Essentially, a SessionToken would replace the PasswordToken in the 
ClientContext's Credentials.

> Proposal to improve the security of Accumulo's password-based logons
> --------------------------------------------------------------------
>
>                 Key: ACCUMULO-4045
>                 URL: https://issues.apache.org/jira/browse/ACCUMULO-4045
>             Project: Accumulo
>          Issue Type: Improvement
>            Reporter: Christopher Tubbs
>
> There are some things we can do to improve the password-based authentication 
> to Accumulo without adding much overhead or introducing new APIs or RPCs.
> Of course, strong authentication using SASL or TLS is preferred, but those 
> may not be feasible for all users, and as long as we continue to support 
> using Accumulo without requiring these protocols, we should also consider 
> ways to improve the simple password authentication mechanism.
> So, with that in mind, I suggest:
> # Add a logon or "createSession" RPC method to effectively authenticate using 
> a password and create a session identifier for future use.
> # A flag on Connector to use a session, could be added, and Connector could 
> be made AutoCloseable, or another API could be added to clean up sessions. 
> Sessions could also be made expirable.
> # When a session is created, the session information is stored in ZooKeeper, 
> and used to authenticate a user in lieu of a password on future RPC requests. 

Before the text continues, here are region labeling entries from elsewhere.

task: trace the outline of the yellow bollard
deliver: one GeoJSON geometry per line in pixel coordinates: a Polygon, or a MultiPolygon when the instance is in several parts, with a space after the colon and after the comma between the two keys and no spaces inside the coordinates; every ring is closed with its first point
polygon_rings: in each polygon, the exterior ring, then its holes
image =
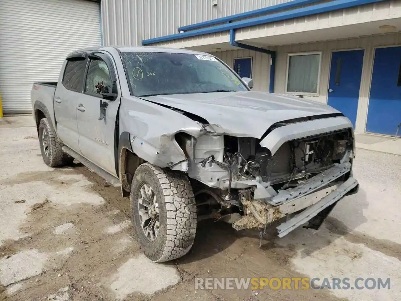
{"type": "Polygon", "coordinates": [[[3,117],[3,107],[1,105],[1,93],[0,93],[0,118],[3,117]]]}

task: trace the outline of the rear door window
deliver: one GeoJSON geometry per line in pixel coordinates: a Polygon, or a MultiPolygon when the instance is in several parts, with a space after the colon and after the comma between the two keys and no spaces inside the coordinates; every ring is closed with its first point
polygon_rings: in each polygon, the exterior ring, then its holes
{"type": "Polygon", "coordinates": [[[86,66],[85,59],[80,58],[69,60],[63,77],[63,85],[69,90],[81,92],[86,66]]]}

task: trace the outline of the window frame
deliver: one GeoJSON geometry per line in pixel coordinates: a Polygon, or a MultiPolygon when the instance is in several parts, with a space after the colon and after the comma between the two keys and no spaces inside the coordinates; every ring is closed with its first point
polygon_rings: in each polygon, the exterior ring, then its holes
{"type": "Polygon", "coordinates": [[[322,51],[310,51],[309,52],[298,52],[287,54],[287,67],[286,71],[286,87],[285,94],[290,95],[303,95],[304,96],[319,96],[320,86],[320,75],[322,73],[322,58],[323,56],[322,51]],[[319,70],[318,72],[318,84],[316,93],[309,92],[292,92],[288,91],[288,75],[290,74],[290,58],[291,57],[300,56],[302,55],[312,55],[318,54],[319,57],[319,70]]]}
{"type": "Polygon", "coordinates": [[[64,67],[64,70],[63,72],[63,77],[61,78],[61,84],[63,85],[63,86],[67,90],[72,91],[73,92],[76,92],[77,93],[82,94],[83,93],[84,89],[84,85],[85,84],[85,83],[86,81],[85,79],[86,78],[86,69],[88,67],[88,60],[86,54],[86,53],[76,54],[73,55],[69,56],[66,58],[65,60],[65,66],[64,67]],[[84,64],[85,65],[85,67],[83,69],[83,73],[82,74],[82,78],[81,80],[80,81],[80,84],[79,85],[79,87],[78,90],[75,90],[70,88],[69,87],[67,87],[64,84],[64,77],[65,77],[65,71],[67,70],[67,65],[68,64],[69,62],[74,59],[79,59],[81,58],[83,58],[83,59],[77,60],[81,60],[83,61],[84,62],[84,64]]]}
{"type": "MultiPolygon", "coordinates": [[[[251,77],[249,78],[252,78],[252,71],[253,70],[253,58],[252,57],[235,57],[233,59],[233,69],[235,69],[235,60],[236,59],[251,59],[251,77]]],[[[237,72],[235,71],[234,71],[236,74],[237,72]]],[[[240,77],[241,77],[240,76],[240,77]]],[[[242,78],[242,77],[241,77],[242,78]]]]}

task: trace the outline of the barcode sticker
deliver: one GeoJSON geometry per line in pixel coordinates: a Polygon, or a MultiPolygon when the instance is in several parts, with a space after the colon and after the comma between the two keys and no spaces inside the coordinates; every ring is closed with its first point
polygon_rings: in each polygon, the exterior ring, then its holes
{"type": "Polygon", "coordinates": [[[211,61],[213,62],[218,61],[216,58],[213,57],[209,57],[207,55],[198,55],[197,54],[195,55],[198,59],[203,59],[204,61],[211,61]]]}

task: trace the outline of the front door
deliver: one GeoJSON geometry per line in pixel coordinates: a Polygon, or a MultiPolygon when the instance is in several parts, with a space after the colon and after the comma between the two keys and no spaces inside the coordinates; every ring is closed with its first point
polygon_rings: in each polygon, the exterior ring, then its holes
{"type": "Polygon", "coordinates": [[[234,60],[234,71],[240,77],[249,77],[252,75],[252,58],[235,59],[234,60]]]}
{"type": "Polygon", "coordinates": [[[331,56],[327,104],[349,118],[355,127],[365,51],[335,51],[331,56]]]}
{"type": "Polygon", "coordinates": [[[401,47],[378,48],[371,85],[366,130],[394,135],[401,123],[401,47]]]}
{"type": "MultiPolygon", "coordinates": [[[[97,54],[107,57],[104,54],[97,54]]],[[[115,129],[119,98],[114,101],[104,100],[99,84],[112,89],[115,74],[111,61],[106,63],[99,58],[91,57],[85,79],[84,93],[77,100],[77,121],[79,149],[82,155],[109,173],[117,175],[115,151],[115,129]],[[100,102],[107,103],[105,115],[101,115],[100,102]],[[103,118],[102,118],[103,117],[103,118]]]]}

> The RPC data will be able to distinguish whether it is of the session type or 
> regular password type, for compatibility. But, mostly session data would work 
> just like passwords do today, with a simple compare/check.
> # To create a session, the server (any server which can currently do 
> authentication) receives a logon/createSession request, and responds with the 
> user's salt, hash method, and a nonce. The client hashes the password using 
> the salt and hash method, to reproduce the hashed version which the server 
> already has. It then hashes again with the nonce and sends the result back to 
> the server. The server then compares this result with the result of its own 
> hashing of its stored value with the same nonce it sent to the client. If it 
> matches, a session is created, stored in ZooKeeper and returned.
> Now, this is certainly not a perfect solution, but it could be a way we can 
> provide some significant additional protection for password-based 
> authentication without any of the additional security/authentication 
> mechanisms enabled for Accumulo, and with low overhead.